Introduction to Python#

In this class, we will watch the first of four lectures by Dr. Mike Gelbart, option co-director of the UBC-Vancouver MDS program.

Attribution#

About this course (5 min)#

High-level overview:#

  • The MDS program has a programming prerequisite.

  • Therefore, this course does not start from “no programming knowledge”.

    • You should know what an if statement is.

    • You should know what a for loop is.

    • You should know what a function is.

  • However, not all of you have used Python/R.
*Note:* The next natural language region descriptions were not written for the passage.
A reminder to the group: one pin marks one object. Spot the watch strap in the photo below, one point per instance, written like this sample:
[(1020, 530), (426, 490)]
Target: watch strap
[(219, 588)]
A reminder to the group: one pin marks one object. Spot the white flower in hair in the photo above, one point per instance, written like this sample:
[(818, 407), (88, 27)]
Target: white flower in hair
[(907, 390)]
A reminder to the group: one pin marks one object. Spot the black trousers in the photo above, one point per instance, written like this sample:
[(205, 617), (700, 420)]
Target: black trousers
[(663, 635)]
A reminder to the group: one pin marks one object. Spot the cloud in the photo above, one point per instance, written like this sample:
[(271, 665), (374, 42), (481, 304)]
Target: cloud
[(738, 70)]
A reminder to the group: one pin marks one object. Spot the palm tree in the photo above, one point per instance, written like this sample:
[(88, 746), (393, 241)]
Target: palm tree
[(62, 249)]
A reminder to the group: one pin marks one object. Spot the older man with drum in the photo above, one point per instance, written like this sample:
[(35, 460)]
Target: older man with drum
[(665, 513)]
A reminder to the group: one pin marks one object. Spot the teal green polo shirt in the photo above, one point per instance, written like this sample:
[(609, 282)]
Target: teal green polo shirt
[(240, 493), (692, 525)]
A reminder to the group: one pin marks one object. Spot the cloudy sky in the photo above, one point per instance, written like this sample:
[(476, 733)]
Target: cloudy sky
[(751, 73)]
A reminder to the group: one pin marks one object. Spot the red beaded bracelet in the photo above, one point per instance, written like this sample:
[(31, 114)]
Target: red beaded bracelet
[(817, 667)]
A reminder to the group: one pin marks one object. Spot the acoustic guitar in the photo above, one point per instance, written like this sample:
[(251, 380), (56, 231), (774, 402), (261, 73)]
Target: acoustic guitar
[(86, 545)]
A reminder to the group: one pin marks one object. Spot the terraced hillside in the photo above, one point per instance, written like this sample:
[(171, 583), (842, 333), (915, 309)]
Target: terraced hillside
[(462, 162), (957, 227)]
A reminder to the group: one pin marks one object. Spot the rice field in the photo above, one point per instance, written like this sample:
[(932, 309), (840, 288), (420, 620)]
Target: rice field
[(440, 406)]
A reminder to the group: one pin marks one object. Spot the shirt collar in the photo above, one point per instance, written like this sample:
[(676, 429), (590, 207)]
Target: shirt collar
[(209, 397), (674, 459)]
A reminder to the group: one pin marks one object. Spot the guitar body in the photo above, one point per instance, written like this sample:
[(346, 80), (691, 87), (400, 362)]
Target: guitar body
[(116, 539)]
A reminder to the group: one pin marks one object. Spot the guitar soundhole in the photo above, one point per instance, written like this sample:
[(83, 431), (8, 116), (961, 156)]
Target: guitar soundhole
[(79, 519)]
  • So, this course is about Python-specific and R-specific syntax/knowledge.

  • We will cover things like loops, but just the syntax, not the concept of a loop.

  • Weeks 1&2: Python, lectures by Mike Gelbart

  • Weeks 3&4: R, lectures by Tiffany Timbers

Lecture Outline:#

  • Basic datatypes (20 min)

  • Lists and tuples (20 min)

  • Break (5 min)

  • String methods (5 min)

  • Dictionaries (10 min)

  • Conditionals (10 min)

Basic datatypes (20 min)#

  • A value is a piece of data that a computer program works with such as a number or text.

  • There are different types of values: 42 is an integer and "Hello!" is a string.

  • A variable is a name that refers to a value.

    • In mathematics and statistics, we usually use variables names like \(x\) and \(y\).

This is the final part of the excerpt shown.